From verse 15 - 29 Nephi presents a series of prophetic woe-proclamations, literarily paralleling the woe-proclamations in Isaiah 5:8-23,25. (Cloward, Robert A. “Isaiah 29 and the Book of Mormon.” In: Isaiah in the Book of Mormon. FARMS 1998, p. 214). While not following the Isaiah text as he does in other cases, Nephi nevertheless builds on the concept of the woe-statements, and in this particular verse restates a theme from Isaiah’s pronouncements:

Isa. 5:20-21

20 ¶ Woe unto them that call evil good, and good evil; that put darkness for light, and light for darkness; that put bitter for sweet, and sweet for bitter!

21 Woe unto them that are wise in their own eyes, and prudent in their own sight!

Isaiah was condemning the worldly wise, and Nephi takes that condemnation to his “learned, and the rich.” When Nephi suggests that the learned and the rich are “puffed up in the pride of their hearts” he has the same understanding as Isaiah’s “wise in their own eyes, and prudent in their own sight.”

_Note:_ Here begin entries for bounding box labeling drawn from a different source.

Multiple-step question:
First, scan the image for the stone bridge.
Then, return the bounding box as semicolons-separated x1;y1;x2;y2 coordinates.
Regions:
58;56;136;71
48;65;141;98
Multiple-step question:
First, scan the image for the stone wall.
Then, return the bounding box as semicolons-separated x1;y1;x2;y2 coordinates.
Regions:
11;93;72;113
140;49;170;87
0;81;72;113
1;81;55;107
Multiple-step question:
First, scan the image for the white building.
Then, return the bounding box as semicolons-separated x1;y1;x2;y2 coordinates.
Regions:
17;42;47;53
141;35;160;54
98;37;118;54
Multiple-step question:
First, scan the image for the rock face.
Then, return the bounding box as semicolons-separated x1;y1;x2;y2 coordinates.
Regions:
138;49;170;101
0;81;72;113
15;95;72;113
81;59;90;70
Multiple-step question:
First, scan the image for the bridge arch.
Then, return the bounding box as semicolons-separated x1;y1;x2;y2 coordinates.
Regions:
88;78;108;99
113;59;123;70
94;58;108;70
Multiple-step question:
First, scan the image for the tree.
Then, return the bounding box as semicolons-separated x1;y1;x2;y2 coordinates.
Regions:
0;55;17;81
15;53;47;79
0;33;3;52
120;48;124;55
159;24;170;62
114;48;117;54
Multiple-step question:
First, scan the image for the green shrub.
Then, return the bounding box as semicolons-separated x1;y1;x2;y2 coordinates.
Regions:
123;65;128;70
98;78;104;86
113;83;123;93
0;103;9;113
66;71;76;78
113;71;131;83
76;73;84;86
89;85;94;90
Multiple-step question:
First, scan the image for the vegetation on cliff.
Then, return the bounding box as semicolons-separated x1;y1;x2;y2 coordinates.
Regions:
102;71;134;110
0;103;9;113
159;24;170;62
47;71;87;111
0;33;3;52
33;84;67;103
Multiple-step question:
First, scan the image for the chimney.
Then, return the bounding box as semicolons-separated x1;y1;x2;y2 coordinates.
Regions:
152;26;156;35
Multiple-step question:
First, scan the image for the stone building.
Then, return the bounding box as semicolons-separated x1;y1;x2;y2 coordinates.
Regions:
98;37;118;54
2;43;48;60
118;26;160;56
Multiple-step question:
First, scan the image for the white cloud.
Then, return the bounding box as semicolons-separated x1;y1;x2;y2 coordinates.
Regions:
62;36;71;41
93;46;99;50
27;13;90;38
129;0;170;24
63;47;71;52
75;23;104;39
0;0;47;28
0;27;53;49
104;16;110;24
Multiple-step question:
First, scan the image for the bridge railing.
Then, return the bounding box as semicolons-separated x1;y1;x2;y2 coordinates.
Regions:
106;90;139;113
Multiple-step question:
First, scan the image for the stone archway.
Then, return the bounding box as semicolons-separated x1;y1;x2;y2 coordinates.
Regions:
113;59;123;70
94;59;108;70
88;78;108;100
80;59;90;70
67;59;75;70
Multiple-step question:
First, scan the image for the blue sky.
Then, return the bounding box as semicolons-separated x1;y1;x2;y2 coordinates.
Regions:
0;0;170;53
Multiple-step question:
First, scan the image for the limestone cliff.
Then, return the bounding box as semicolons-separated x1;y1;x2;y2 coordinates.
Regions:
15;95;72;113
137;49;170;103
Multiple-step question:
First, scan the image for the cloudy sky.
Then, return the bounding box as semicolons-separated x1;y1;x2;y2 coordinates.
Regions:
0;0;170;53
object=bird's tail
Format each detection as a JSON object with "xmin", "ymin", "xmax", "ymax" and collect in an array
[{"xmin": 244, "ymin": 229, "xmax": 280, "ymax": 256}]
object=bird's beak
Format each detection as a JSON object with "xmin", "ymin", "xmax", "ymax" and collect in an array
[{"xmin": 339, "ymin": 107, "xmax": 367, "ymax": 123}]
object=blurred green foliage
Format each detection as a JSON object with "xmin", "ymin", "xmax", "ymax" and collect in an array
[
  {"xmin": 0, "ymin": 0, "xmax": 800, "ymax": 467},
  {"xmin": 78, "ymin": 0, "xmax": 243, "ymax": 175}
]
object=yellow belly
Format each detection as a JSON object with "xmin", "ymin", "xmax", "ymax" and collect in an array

In this first woe-proclamation, Nephi’s target is the learned and the rich. Nephi’s confluence of those two categories mark this as an ancient text. A modern understanding would clearly show the separability of the learned and the rich (as most university professors will freely attest). The conflation of rich and learned comes from a time in which only the rich could become the learned, when the access to education was controlled through the accumulation of wealth. The historically recent emphasis on universal education has diluted the power of this connection, though it is still apparent in some cases today. For Nephi, however, they were unquestionably equivalent.

It is easy to see how the rich, learned, and powerful could command the dissemination of religious knowledge such that they could teach their own doctrines rather than the doctrines of God. What does not make sense in the context of a modern set of linguistic connotations is that the learned and rich should also “commit whoredoms.”

Of course it is possible, and historically accurate, that many of the rich and powerful did commit whoredoms. However, Nephi appears to apply this concept to the entire category, suggesting that for Nephi he is speaking less of a moral transgression than a spiritual one. The “whoredom” of the rich and powerful is their congress with the learning of men - not their congress with the flesh of women.